Neonatal rat ventricular cardiomyocytes were paced via field stimulation at 3 Hz for 24 h. Irregularity was created by pseudorandomized variation of stimulation intervals and compared to regular pacing. Treatment of neonatal cardiac fibroblasts (NCF) with medium of irregularly paced NRVM increased protein expression of collagen I (206 ± 62%, P = 0.0121) and collagen III (51 ± 37%, P = 0.0119). To identify the underlying mechanism, expression of pro-fibrotic connective tissue growth factor (CTGF) and transforming growth factor beta (TGF-β) was assessed. In irregularly paced NRVM, increased protein expression of CTGF (80 ± 22%, P = 0.0035) and TGF-β (122 ± 31%, P = 0.0022) was associated with enhanced excretion of both proteins into the medium. Electron paramagnetic resonance spectroscopy revealed an increased production of reactive oxygen species (46 ± 21%, P = 0.0352) after irregular pacing accompanied by increased 8-hydroxydeoxyguanosine staining (214 ± 53%, P = 0.0011). Irregular pacing was associated with elevated mRNA levels of anti-oxidative superoxide dismutase 1 (25 ± 7%, P = 0.0175), superoxide dismutase 3 (20 ± 7%, P = 0.0309), and catalase (20 ± 7%, P = 0.046).

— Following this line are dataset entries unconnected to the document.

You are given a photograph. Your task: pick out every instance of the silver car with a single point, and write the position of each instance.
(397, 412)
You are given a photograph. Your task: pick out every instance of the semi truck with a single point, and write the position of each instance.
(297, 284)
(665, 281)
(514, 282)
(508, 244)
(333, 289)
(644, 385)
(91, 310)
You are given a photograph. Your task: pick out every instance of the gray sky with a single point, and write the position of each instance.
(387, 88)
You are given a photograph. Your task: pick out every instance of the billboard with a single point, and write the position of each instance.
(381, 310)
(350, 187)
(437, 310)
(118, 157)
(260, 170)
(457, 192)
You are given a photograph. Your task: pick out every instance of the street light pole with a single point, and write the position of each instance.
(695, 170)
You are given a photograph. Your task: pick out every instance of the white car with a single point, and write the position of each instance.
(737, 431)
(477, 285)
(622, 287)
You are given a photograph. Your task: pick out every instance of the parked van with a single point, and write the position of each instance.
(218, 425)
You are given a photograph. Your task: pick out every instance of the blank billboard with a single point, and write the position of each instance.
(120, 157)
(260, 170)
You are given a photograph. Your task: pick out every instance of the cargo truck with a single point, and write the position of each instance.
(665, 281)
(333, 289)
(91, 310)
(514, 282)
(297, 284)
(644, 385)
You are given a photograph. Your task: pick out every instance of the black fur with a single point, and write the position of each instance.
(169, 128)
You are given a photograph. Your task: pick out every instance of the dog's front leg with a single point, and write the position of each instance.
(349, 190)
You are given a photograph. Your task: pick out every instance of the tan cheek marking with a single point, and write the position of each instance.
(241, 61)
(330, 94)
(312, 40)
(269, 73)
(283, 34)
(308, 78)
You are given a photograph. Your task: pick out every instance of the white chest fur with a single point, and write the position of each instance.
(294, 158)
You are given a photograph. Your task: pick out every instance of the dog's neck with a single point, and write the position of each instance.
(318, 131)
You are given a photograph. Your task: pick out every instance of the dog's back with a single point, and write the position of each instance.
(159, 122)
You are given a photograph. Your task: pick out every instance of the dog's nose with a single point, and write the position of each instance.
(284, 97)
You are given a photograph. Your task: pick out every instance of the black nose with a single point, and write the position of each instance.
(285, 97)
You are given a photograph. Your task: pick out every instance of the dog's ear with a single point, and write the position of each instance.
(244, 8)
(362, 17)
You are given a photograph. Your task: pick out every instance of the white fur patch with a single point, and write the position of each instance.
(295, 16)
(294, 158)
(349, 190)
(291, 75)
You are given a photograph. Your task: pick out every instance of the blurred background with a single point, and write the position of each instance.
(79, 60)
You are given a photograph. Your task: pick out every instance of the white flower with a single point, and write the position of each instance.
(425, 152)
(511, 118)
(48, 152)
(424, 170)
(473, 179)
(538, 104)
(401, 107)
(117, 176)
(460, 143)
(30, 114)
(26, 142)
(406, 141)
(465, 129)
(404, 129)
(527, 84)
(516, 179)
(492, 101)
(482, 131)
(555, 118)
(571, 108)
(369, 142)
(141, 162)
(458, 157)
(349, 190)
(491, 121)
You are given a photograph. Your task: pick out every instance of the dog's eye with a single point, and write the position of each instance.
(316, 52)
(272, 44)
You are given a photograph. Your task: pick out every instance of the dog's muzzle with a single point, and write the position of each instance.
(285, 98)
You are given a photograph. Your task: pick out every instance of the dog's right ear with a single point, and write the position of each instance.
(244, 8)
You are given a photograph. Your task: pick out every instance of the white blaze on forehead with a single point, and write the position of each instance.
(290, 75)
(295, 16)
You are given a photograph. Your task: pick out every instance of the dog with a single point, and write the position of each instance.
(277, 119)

These data demonstrate that irregular pacing is an important inductor of pro-fibrotic signalling in NRVM involving paracrine effects of CTGF and TGF-β as well as increased oxidative stress. Thus, irregularity of the heart beat might directly be involved in the progression of maladaptive remodelling processes in atrial fibrillation.
心房颤动是最常见的持续性心律失常,与心律失常性室性收缩、心力衰竭事件、发病率和死亡率增加有关。心律失常性收缩与心室重构之间的关系尚未完全阐明。本研究旨在描述不规则收缩对新生大鼠心室肌细胞(NRVM)成纤维信号的影响。
通过场刺激以 3Hz 的频率对新生大鼠心室肌细胞进行 24 小时起搏。通过随机变化刺激间隔来创建不规则性,并与规则起搏进行比较。用不规则起搏的 NRVM 培养基处理新生心肌成纤维细胞(NCF)可增加胶原 I(206±62%,P=0.0121)和胶原 III(51±37%,P=0.0119)的蛋白表达。为了确定潜在机制,评估了促纤维化结缔组织生长因子(CTGF)和转化生长因子β(TGF-β)的表达。在不规则起搏的 NRVM 中,CTGF(80±22%,P=0.0035)和 TGF-β(122±31%,P=0.0022)的蛋白表达增加与这两种蛋白向培养基中的分泌增加有关。电子顺磁共振波谱显示,不规则起搏后活性氧(ROS)的产生增加(46±21%,P=0.0352),同时 8-羟基脱氧鸟苷染色增加(214±53%,P=0.0011)。不规则起搏与抗氧化超氧化物歧化酶 1(25±7%,P=0.0175)、超氧化物歧化酶 3(20±7%,P=0.0309)和过氧化氢酶(20±7%,P=0.046)的 mRNA 水平升高有关。
这些数据表明,不规则起搏是 NRVM 中成纤维信号的重要诱导因素,涉及 CTGF 和 TGF-β 的旁分泌作用以及氧化应激的增加。因此,心跳的不规则性可能直接参与心房颤动中适应性重构过程的进展。